One of the most common fraud schemes today is also one of the simplest: check fraud. It’s relatively easy to create a forged or counterfeit check with nothing more than a computer, scanner and printer. This blog post discusses a couple of simple solutions to this problem: positive pay and going paperless.
Use these simple tools to combat check fraud
If yours is like most construction companies today, your profit margins are thinner than usual. To protect the bottom line, it’s critical to implement solid internal controls to minimize fraud, error and waste.
Fraud is a serious problem in the construction industry. In the 2010 Report to the Nations on Occupational Fraud and Abuse, a survey conducted by the Association of Certified Fraud Examiners, construction ranked ninth among all industries in terms of both frequency of fraud and median loss ($200,000).

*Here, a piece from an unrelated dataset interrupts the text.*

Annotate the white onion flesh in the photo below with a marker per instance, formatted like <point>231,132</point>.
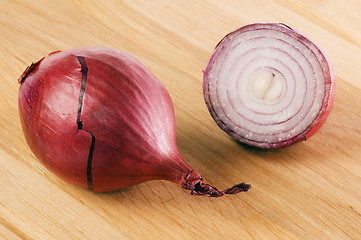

One of the most common schemes today is also one of the simplest: check fraud. It’s relatively easy to create a forged or counterfeit check with nothing more than a computer, scanner and printer. Fortunately, there are simple solutions to this problem.
Positive pay is one of the most straightforward — and effective — safeguards against check fraud. With each check run, you transmit an electronic file to your bank with a list of check numbers, account numbers, dates and amounts. Bank personnel review checks as they come in. And, most important, they won’t pay a check that doesn’t match the list without your approval.
For added protection, many banks allow you to set up special rules. For example, you might reserve the right to approve checks that exceed a certain amount or have been outstanding for a specified period of time.
If you don’t have time to put together a list of checks each month, find out whether your bank offers “reverse positive pay.” Under this approach, the bank sends you information about checks as they come in, and you approve payments on a check-by-check basis.
Another way to minimize check fraud is to reduce your reliance on paper checks. Many construction companies use direct deposits for payroll. If you have employees who are “unbanked” — that is, they have no bank account — you might consider using “payroll cards.” Employees can use these cards to withdraw cash from ATMs or, in some cases, as a debit card.
Eliminating paper checks not only reduces opportunities for check fraud, but also decreases your administrative costs. To prevent unauthorized payments, use separate bank accounts for electronic and paper-based payments.
The best strategy for combating fraud is to be proactive. In some cases, your bank may ultimately be liable for unauthorized payments. But a better idea is to work with your bank to prevent check fraud from draining your account in the first place.